I am about to leave my extremely well rewarded corporate career in the middle of a raging economic and health crisis (middle of it...? who knows) and follow my heart and mind into property development. I have done everything in my power to prepare for this change: I have been developing and renovating properties for the past 20+years. I have studied startups, and I am still paying for the best property education money can buy. Sounds like a straightforward journey of becoming a full-time developer? Was it straightforward? It wasn’t.
My natural way of learning is to dig in, amass and synthesise as much knowledge as possible. I used that approach many times when I had to tackle complex problems in my corporate career. And I used the same approach with the books and blogs written on startups and enterprise leadership: I read and listened to most of them between 2017 and 2019. I learnt a lot about building startups, and about psychology, and I enjoyed writing about both.

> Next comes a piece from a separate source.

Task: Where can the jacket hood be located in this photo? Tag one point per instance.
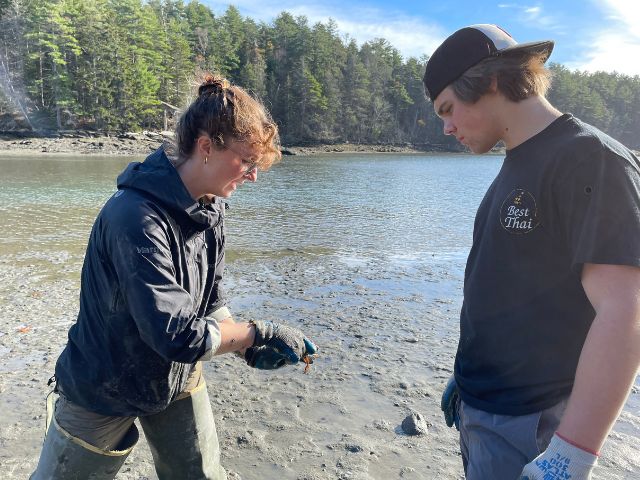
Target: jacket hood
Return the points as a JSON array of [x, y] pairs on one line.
[[156, 177]]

I wrote blogs and a book (kind of). I tapped 80,000+ words into my iPhone during my commutes and nicely structured my content around the life stages of companies, entrepreneurship and property. I used creative thinking and some models to identify large underserved markets, and I came up with some promising startup ideas to serve them. For a while, I believed I would launch a tech startup after leaving BAT...After a while, I came to my senses. During all the learning I was most alert when I listened to property-related audiobooks. That helped. Ultimately, I realised that the UK housing market was that large underserved market I was looking for. The market where my passion and twenty years of experience in property overlapped with an unmet need I could satisfy.
There is significant unmet demand for safe, well-built and beautiful homes in places where people want to live.
I have experience and skills in property development; it is time to step out from the safety of salary, bonuses and share awards to make my passion my profession.